How To Spice Up Your Life In The Kitchen
Spices – Defining Your Culture
We all use spices, some more than others. If you are a good ol’ meat and potatoes cook, salt and pepper are your basics. Perhaps you venture as to use cinnamon, chili powder, and paprika? You know your way around the kitchen. You know that spices can make or break a dish.
Even if you are, in fact, that simpler kinda cook and spices are an enigma to you, you should probably get to know My Spice Sage, an online site that has every possible spice and explains everything about them from tastes, aromas, uses and what goes with each type of cuisine. Their blog gives you all kinds of great recipes and suggestions on how to enhance your culinary base.
Mini Spice History
As you recall, the Spice Trade is what drove commerce, world exploration and political balance for centuries. Trading in the much coveted spices such as black pepper, nutmeg, mace, cinnamon, cardamom, ginger and turmeric were quite often used as currency.

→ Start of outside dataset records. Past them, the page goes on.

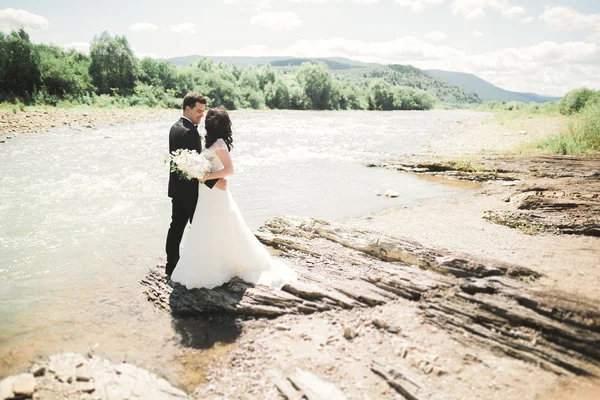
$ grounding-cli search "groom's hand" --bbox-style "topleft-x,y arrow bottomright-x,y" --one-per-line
215,178 -> 228,191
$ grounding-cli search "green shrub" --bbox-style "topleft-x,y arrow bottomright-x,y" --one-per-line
559,88 -> 596,115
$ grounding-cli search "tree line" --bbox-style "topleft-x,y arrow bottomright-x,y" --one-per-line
0,30 -> 436,111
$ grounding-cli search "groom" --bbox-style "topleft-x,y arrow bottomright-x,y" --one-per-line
165,93 -> 227,278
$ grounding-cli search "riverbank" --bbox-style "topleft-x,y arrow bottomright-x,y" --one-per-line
1,110 -> 598,399
0,107 -> 178,135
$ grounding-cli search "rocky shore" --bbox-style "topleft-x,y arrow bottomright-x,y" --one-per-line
0,353 -> 187,400
2,110 -> 599,399
0,108 -> 178,136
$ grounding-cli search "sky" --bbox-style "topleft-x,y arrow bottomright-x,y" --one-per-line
1,0 -> 599,96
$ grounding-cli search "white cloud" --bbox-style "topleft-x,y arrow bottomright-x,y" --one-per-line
223,0 -> 380,8
291,0 -> 380,3
171,22 -> 197,35
521,16 -> 533,24
130,23 -> 158,32
592,27 -> 600,44
425,31 -> 448,42
539,6 -> 600,31
63,42 -> 90,55
136,52 -> 158,59
224,0 -> 274,9
473,30 -> 483,37
396,0 -> 445,13
0,8 -> 49,32
451,0 -> 528,20
437,41 -> 600,95
504,6 -> 525,18
250,11 -> 302,31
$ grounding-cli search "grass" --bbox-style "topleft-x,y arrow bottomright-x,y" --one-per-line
516,222 -> 547,236
452,158 -> 487,173
536,102 -> 600,155
474,98 -> 599,156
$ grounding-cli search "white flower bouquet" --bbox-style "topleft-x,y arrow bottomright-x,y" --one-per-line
168,149 -> 211,180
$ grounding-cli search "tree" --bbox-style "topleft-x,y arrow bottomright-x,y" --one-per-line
296,62 -> 333,109
259,65 -> 277,90
0,29 -> 41,100
368,80 -> 395,110
264,79 -> 290,109
138,58 -> 177,90
339,83 -> 365,110
89,32 -> 137,95
37,44 -> 93,99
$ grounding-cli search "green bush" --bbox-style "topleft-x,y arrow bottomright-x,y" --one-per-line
559,88 -> 596,115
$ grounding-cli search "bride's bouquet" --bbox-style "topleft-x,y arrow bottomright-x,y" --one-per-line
168,149 -> 211,180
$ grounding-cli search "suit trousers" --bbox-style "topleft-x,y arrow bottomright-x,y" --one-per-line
165,196 -> 197,276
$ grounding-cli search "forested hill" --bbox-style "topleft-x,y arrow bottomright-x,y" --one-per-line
168,55 -> 375,68
330,64 -> 482,105
271,58 -> 358,70
371,65 -> 481,105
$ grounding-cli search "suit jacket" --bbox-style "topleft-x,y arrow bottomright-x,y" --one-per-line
168,117 -> 217,199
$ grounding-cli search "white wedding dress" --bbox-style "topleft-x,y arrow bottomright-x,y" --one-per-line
171,138 -> 297,290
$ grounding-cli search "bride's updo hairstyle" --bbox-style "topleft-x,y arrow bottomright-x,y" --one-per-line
204,108 -> 233,151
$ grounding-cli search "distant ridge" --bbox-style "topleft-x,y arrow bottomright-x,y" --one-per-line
167,55 -> 376,68
167,55 -> 292,66
426,69 -> 562,103
270,57 -> 377,69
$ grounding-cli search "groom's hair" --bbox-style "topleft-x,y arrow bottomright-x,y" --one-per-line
182,93 -> 206,111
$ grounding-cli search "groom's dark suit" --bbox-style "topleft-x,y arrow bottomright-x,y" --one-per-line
165,117 -> 218,276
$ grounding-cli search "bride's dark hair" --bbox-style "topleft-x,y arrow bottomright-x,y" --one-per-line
204,108 -> 233,151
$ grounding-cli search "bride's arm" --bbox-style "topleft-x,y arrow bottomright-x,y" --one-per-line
202,148 -> 234,181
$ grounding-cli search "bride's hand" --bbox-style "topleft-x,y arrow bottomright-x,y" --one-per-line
201,173 -> 210,181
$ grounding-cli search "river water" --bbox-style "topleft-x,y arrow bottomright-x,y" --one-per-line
0,109 -> 486,381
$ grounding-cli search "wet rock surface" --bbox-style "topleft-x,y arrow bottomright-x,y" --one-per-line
372,155 -> 600,237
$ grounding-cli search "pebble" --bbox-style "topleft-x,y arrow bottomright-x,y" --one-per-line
275,324 -> 291,331
0,377 -> 15,399
12,374 -> 37,396
30,364 -> 46,377
343,327 -> 358,340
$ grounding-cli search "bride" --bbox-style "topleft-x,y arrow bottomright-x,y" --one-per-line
171,108 -> 297,290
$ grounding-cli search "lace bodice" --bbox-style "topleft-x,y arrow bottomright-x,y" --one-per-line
202,138 -> 228,172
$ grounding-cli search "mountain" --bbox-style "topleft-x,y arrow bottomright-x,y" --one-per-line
167,55 -> 291,66
270,57 -> 376,69
167,55 -> 376,68
426,69 -> 561,103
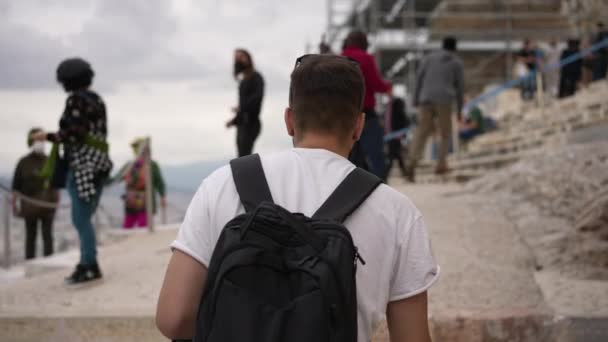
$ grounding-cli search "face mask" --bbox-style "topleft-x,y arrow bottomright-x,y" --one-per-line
31,141 -> 45,154
234,61 -> 249,74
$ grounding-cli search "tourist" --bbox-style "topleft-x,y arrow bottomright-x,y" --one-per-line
226,49 -> 265,157
544,39 -> 561,97
592,22 -> 608,81
559,39 -> 582,98
405,36 -> 464,182
111,138 -> 166,229
11,128 -> 59,259
342,30 -> 393,179
517,39 -> 538,100
157,55 -> 439,342
384,97 -> 410,179
32,58 -> 112,285
459,94 -> 486,145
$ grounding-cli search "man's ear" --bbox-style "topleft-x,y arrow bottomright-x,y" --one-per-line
285,107 -> 295,137
354,112 -> 365,141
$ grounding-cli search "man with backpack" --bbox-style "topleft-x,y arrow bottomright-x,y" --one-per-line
157,54 -> 439,342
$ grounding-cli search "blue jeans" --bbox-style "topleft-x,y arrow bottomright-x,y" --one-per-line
67,172 -> 103,265
359,111 -> 386,179
521,73 -> 536,100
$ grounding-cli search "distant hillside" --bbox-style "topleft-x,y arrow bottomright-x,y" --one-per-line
161,159 -> 228,192
0,160 -> 226,194
0,176 -> 10,189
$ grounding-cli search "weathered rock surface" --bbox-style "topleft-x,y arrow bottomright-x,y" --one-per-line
467,142 -> 608,281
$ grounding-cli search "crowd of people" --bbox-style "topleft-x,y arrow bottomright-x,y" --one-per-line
9,22 -> 608,341
10,58 -> 170,285
8,32 -> 461,286
515,22 -> 608,100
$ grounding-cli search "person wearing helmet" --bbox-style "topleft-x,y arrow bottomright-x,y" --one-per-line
32,57 -> 113,286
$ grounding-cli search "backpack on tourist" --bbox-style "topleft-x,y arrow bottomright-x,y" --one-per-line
193,154 -> 381,342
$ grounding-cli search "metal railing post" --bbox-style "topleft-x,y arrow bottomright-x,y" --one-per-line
144,137 -> 155,233
161,205 -> 167,226
3,193 -> 11,269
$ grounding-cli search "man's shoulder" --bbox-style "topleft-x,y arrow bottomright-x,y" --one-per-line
204,163 -> 233,186
365,183 -> 422,220
18,153 -> 44,165
253,71 -> 264,82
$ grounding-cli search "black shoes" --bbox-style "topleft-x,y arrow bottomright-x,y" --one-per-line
403,166 -> 416,183
65,263 -> 103,286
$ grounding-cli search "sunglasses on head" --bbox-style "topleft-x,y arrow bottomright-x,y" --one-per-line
294,54 -> 359,69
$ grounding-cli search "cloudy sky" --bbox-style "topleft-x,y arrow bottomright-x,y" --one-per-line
0,0 -> 326,175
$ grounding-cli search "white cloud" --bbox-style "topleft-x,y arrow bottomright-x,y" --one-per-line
0,0 -> 325,175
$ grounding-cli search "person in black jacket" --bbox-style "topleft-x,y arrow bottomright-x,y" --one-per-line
226,49 -> 265,157
384,98 -> 410,179
559,39 -> 582,98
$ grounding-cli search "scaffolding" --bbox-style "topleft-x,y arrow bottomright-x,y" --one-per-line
325,0 -> 592,97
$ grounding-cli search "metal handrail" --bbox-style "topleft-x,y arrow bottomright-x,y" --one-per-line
0,183 -> 67,209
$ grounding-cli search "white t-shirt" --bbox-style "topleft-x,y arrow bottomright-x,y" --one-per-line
172,148 -> 440,342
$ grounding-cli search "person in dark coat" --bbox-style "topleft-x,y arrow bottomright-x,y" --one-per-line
12,128 -> 59,259
559,39 -> 582,98
226,49 -> 265,157
384,98 -> 410,179
592,22 -> 608,81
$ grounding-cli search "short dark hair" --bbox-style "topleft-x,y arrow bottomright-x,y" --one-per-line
289,55 -> 365,139
443,36 -> 457,51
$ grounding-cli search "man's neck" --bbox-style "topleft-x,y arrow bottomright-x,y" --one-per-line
294,134 -> 352,158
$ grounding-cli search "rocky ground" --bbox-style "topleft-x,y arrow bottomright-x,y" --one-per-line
466,141 -> 608,281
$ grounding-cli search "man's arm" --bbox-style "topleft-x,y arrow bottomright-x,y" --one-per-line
156,250 -> 208,340
387,292 -> 432,342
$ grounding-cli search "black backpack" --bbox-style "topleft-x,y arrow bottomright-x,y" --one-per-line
193,154 -> 381,342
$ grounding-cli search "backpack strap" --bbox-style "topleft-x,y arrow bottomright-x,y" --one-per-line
312,168 -> 382,223
230,154 -> 274,212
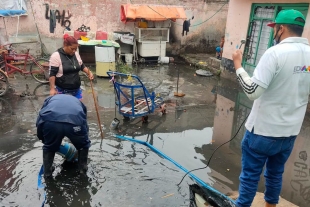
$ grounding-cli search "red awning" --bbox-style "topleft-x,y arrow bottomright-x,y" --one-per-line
121,4 -> 187,23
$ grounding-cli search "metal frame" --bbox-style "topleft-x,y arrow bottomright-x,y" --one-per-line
107,71 -> 164,119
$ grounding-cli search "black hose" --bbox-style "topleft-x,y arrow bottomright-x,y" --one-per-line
177,113 -> 250,186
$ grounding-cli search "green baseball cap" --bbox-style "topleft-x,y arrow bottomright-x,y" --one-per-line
267,9 -> 305,28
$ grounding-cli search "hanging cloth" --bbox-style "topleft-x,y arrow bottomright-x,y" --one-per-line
182,19 -> 190,36
50,10 -> 56,33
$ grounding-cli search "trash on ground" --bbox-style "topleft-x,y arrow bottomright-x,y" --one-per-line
196,69 -> 213,77
161,193 -> 174,198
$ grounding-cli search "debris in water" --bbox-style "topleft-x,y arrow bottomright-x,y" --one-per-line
161,193 -> 174,198
196,69 -> 213,77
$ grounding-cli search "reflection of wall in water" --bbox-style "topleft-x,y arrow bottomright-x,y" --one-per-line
211,84 -> 240,145
230,92 -> 253,152
212,94 -> 235,151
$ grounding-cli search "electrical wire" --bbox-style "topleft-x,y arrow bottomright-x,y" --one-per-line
177,112 -> 250,186
146,1 -> 228,27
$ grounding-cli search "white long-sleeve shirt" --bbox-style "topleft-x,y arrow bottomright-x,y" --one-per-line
236,37 -> 310,137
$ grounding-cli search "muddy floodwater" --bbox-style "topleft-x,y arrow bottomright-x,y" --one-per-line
0,61 -> 310,206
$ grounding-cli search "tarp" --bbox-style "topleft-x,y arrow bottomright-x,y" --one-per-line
0,0 -> 27,17
121,4 -> 187,22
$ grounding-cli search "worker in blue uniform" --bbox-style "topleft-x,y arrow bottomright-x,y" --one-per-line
36,94 -> 91,177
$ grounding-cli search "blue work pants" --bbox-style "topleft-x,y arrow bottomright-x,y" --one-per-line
40,121 -> 90,152
236,130 -> 296,207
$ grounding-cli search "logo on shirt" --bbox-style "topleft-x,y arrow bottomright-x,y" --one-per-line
294,66 -> 310,73
73,126 -> 81,132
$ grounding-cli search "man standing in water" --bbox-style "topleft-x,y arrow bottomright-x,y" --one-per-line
232,9 -> 310,207
36,94 -> 91,177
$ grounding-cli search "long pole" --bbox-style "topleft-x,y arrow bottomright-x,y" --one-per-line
176,65 -> 179,94
90,80 -> 104,140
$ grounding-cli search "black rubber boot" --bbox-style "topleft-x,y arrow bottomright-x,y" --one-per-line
78,148 -> 89,174
43,151 -> 55,178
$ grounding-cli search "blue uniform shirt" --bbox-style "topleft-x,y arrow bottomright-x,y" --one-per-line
36,94 -> 87,127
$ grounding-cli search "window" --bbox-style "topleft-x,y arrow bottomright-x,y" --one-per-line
242,4 -> 309,76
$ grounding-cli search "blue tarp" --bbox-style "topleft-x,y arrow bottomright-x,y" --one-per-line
0,10 -> 26,17
0,0 -> 27,17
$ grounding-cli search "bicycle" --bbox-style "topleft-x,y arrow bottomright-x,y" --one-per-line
0,69 -> 9,96
1,44 -> 49,84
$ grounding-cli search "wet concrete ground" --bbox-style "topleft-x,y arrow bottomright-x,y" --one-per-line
0,60 -> 309,206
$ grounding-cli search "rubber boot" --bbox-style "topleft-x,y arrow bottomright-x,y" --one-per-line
78,148 -> 89,174
43,151 -> 55,178
265,202 -> 276,207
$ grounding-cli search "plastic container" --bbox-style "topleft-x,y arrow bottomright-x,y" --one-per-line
56,142 -> 78,162
95,46 -> 115,62
110,118 -> 120,129
96,31 -> 108,40
96,62 -> 116,77
138,21 -> 148,28
125,53 -> 133,64
74,30 -> 87,40
158,56 -> 169,64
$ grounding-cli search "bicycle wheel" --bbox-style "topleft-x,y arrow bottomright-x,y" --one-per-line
33,83 -> 50,100
0,70 -> 8,97
30,58 -> 49,84
0,55 -> 5,71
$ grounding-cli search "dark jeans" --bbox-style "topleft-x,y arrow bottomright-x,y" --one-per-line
235,130 -> 296,207
41,121 -> 91,152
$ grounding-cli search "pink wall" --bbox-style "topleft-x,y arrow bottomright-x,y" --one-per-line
223,0 -> 310,60
0,0 -> 228,56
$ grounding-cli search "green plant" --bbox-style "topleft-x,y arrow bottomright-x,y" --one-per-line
117,61 -> 134,74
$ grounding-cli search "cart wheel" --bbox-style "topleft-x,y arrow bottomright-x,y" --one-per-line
123,116 -> 130,121
142,116 -> 148,123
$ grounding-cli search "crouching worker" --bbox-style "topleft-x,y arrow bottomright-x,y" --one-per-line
36,94 -> 91,178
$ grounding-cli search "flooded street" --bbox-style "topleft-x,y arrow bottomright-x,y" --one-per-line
0,60 -> 310,206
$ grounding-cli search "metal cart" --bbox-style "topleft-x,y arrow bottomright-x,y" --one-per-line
107,71 -> 166,122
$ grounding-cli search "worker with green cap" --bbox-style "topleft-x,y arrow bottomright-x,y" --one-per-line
232,9 -> 310,207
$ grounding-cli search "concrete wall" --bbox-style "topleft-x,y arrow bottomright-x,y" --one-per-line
170,1 -> 229,55
0,0 -> 228,57
221,0 -> 310,76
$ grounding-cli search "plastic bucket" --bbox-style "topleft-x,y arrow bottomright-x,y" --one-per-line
56,142 -> 78,162
125,53 -> 133,64
158,56 -> 169,64
110,118 -> 120,129
96,31 -> 108,40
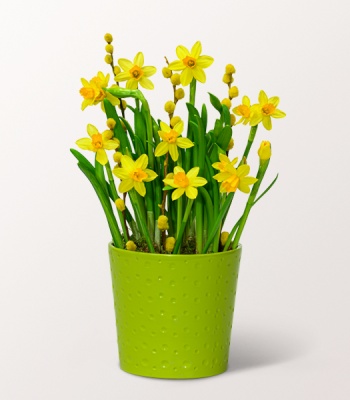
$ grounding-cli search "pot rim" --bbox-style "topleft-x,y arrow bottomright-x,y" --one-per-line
108,242 -> 242,258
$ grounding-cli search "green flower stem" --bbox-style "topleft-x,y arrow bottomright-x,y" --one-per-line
77,163 -> 123,249
174,199 -> 194,254
232,159 -> 270,249
198,187 -> 214,230
202,192 -> 234,254
223,216 -> 242,252
129,189 -> 155,253
195,195 -> 203,253
239,125 -> 258,165
176,196 -> 183,239
189,79 -> 197,106
104,162 -> 129,241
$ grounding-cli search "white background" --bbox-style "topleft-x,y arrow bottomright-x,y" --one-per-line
1,0 -> 350,399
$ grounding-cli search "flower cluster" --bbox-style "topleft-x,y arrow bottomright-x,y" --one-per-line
72,35 -> 286,254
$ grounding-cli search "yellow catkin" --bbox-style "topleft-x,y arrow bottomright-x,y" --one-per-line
103,130 -> 114,140
162,67 -> 172,78
106,118 -> 116,129
105,44 -> 114,54
165,237 -> 176,252
170,73 -> 181,86
222,73 -> 233,84
115,198 -> 126,211
105,54 -> 113,64
230,113 -> 236,127
157,215 -> 169,230
118,100 -> 127,110
221,98 -> 232,108
113,152 -> 123,163
126,240 -> 137,251
104,33 -> 113,43
164,101 -> 176,114
113,66 -> 121,75
170,116 -> 181,127
227,138 -> 234,151
229,86 -> 239,99
175,88 -> 185,100
225,64 -> 236,74
220,231 -> 230,246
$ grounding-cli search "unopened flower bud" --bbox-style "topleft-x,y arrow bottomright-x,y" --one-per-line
170,116 -> 181,127
222,73 -> 233,84
113,66 -> 121,75
115,198 -> 126,211
126,240 -> 137,251
105,44 -> 114,54
258,141 -> 272,161
229,86 -> 239,99
103,129 -> 114,140
164,100 -> 176,114
227,138 -> 234,151
221,98 -> 232,108
170,73 -> 181,86
104,33 -> 113,43
106,118 -> 116,129
113,151 -> 123,163
230,113 -> 236,126
225,64 -> 236,74
165,237 -> 176,252
220,231 -> 230,246
158,215 -> 169,230
105,54 -> 113,64
162,67 -> 172,78
175,88 -> 185,100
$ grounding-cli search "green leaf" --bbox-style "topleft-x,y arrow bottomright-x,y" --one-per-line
216,125 -> 232,152
213,119 -> 223,138
221,104 -> 231,126
209,93 -> 222,112
134,107 -> 147,149
253,174 -> 279,205
70,149 -> 94,174
201,103 -> 208,132
163,185 -> 175,191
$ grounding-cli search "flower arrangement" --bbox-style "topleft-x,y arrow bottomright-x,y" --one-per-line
71,34 -> 286,255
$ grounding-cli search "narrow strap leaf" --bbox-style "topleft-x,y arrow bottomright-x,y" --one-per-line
253,174 -> 279,205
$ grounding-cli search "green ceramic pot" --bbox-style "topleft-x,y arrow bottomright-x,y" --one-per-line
109,243 -> 242,379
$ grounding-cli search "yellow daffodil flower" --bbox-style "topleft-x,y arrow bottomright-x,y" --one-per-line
163,166 -> 207,200
212,153 -> 238,173
168,41 -> 214,86
250,90 -> 286,130
79,72 -> 120,111
232,96 -> 256,125
115,52 -> 156,90
213,163 -> 258,194
113,154 -> 157,197
76,124 -> 120,165
155,121 -> 194,161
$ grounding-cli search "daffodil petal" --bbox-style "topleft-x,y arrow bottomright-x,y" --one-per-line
196,55 -> 214,68
180,68 -> 194,86
160,121 -> 171,132
134,181 -> 146,196
81,78 -> 89,87
81,99 -> 93,111
120,155 -> 135,172
144,169 -> 158,182
104,139 -> 120,150
272,109 -> 286,118
142,66 -> 156,77
174,166 -> 185,174
96,149 -> 108,165
259,90 -> 268,105
168,144 -> 179,161
172,188 -> 185,200
191,41 -> 202,58
238,183 -> 250,194
262,116 -> 272,130
134,52 -> 144,67
87,124 -> 98,137
139,77 -> 154,90
163,178 -> 176,187
168,60 -> 185,71
114,71 -> 130,82
192,66 -> 206,83
76,138 -> 93,150
126,79 -> 138,89
135,154 -> 148,170
105,92 -> 120,106
176,137 -> 194,149
155,142 -> 169,157
185,186 -> 198,199
119,178 -> 134,193
242,177 -> 258,185
242,96 -> 251,106
113,167 -> 129,180
213,172 -> 231,182
176,45 -> 190,59
118,58 -> 133,71
250,112 -> 262,126
174,120 -> 184,135
269,96 -> 280,107
187,167 -> 199,179
237,164 -> 250,178
219,154 -> 230,163
192,177 -> 207,187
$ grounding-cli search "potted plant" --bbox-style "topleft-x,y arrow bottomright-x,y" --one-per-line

Here is a fact you might not know. Nutmeg and mace are responsible for New Yorkers today speaking English and not Dutch.
You see…. New Amsterdam was settled by the Dutch in the early 1600 s. However, the English, who had settled most of the surrounding area wanted this port as their own. The two countries were in a violent war over control of the seas and trade routes and to partially settle their disputes, the Treaty of Breda was enacted about 1667. New Amsterdam became New York in a trade for the strategic island of Run, one of the Spice Islands in the Banda Islands in Indonesia which produced great spices, the majority of which were nutmeg and mace. For more on this riveting history, take a look at Nathaniel’s Nutmeg, a book well worth the read.

Nathaniel's Nutmeg tells the bitter conflict between the two super powers of the 17th century - The English and the Dutch
When you shop for spices, reach for them while you are cooking or are ready to try a new recipe or cooking style, remember there is a rich history in those spices you are shaking. It might just enrich your dining experience!